There are a half-dozen Machine Shed restaurants in the heartland. The Urbandale branch on the outskirts of Des Moines adjoins Living History Farms, a celebration of rural life in the form of restored log cabins, Native-American crafts displays, and a whole small town built to look like it did in 1875. The location is significant because the Machine Shed is a culinary ode to the old-fashioned American farmer.
“Farming is everyone’s bread and butter,” announces a sign on the way into the big, sprawling restaurant. Dining room walls are crowded with turn-of-the-century farm implements, seed bags, and vintage advertisements for country-style products. The staff dresses in clean farm-hand attire (although a diamond earring on one guy made it a bit difficult to suspend disbelief). The menu has something for everyone; its highlights are meat-and-potatoes meals big enough to fuel an honest day’s work.
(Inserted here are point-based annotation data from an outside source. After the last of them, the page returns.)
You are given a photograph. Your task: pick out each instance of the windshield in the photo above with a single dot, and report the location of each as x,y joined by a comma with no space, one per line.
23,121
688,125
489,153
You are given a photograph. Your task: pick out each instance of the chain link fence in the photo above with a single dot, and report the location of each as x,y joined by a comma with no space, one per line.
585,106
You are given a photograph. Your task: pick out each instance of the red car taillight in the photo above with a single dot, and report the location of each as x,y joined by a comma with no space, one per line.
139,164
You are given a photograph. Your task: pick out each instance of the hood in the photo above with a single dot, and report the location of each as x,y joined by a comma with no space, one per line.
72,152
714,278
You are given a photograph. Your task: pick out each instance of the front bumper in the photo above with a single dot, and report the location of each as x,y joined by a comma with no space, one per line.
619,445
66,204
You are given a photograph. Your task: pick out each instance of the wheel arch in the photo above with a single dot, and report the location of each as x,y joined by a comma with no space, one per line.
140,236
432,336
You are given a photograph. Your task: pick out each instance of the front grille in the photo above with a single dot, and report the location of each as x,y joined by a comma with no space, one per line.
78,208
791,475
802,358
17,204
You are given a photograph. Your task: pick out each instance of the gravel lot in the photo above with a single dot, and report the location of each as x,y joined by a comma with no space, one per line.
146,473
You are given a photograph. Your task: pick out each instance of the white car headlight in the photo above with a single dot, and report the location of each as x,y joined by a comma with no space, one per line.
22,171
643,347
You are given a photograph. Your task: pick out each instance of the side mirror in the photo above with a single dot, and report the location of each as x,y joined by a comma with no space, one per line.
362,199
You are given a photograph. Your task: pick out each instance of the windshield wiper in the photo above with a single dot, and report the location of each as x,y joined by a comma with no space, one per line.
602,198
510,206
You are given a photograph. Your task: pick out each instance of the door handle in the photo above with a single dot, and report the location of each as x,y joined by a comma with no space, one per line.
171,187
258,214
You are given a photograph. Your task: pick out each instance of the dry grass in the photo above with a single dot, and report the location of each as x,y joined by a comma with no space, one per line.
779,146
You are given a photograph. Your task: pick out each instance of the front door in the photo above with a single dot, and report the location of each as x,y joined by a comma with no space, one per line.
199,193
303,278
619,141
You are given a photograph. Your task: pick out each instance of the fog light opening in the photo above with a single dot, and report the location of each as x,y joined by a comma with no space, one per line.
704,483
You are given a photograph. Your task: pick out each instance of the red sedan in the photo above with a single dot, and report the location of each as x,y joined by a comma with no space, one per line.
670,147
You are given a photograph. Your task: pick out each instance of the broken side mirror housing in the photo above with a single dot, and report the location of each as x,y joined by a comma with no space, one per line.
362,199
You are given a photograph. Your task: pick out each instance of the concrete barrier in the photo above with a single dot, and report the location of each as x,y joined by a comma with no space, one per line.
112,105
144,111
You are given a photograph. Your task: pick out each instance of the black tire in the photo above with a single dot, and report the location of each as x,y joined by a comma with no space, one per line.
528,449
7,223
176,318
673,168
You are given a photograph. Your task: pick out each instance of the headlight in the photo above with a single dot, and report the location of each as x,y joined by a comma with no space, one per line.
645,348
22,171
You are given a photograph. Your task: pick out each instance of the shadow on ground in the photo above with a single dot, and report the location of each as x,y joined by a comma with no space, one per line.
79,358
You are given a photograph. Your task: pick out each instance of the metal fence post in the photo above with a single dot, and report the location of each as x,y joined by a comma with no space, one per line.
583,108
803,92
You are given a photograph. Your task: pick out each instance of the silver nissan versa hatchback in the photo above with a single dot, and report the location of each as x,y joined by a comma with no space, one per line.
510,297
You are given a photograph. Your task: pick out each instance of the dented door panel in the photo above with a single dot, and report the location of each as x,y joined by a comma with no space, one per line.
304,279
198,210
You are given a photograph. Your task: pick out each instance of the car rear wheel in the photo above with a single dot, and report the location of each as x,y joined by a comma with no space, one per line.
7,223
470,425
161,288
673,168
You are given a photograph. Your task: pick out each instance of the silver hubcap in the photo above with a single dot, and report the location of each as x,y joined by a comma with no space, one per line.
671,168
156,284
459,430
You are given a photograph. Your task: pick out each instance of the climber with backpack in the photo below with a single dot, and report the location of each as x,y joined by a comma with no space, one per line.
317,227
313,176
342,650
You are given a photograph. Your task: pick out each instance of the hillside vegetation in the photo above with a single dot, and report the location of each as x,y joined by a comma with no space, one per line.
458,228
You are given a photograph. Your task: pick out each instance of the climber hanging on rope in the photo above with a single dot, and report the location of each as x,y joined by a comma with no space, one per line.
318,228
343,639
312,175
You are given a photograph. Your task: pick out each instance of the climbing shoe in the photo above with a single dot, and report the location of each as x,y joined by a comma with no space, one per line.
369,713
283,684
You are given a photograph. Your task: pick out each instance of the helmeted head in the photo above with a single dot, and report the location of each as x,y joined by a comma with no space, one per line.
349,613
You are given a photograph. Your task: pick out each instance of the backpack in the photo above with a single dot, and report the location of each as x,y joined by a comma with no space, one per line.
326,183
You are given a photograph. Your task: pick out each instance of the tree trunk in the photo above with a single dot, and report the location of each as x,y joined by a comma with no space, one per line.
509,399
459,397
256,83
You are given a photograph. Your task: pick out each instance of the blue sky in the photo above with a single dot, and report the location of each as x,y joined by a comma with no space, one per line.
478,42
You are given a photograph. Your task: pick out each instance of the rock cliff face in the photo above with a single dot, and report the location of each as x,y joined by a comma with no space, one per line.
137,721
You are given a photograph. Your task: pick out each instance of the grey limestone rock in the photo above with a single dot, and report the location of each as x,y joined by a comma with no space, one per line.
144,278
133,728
Breakfast is impressive, featuring fruit-filled sweet rolls scooped from the pan dripping with frosting and cinnamon rolls as big as a bread box. There is a vast selection of sausage, bacon, ham, and pork chops to accompany eggs; and the flapjacks are Frisbee-sized.
Hamburgers are a half-pound each; and the chicken pot pie is a beauty; but the one meat to eat in this place is pork: crisp-fried tenderloins made into sandwiches, stuffed loin of pork, and best of all, the Iowa pork chop. Iowans make an issue of pork chops, differentiating between ordinary pork chops and Iowa chops, the latter cut so thick that the meat takes on the character of a roast. At the Machine Shed, we ate the thickest pork chop we have ever seen … and topped it off with mighty hunks of pie and cake.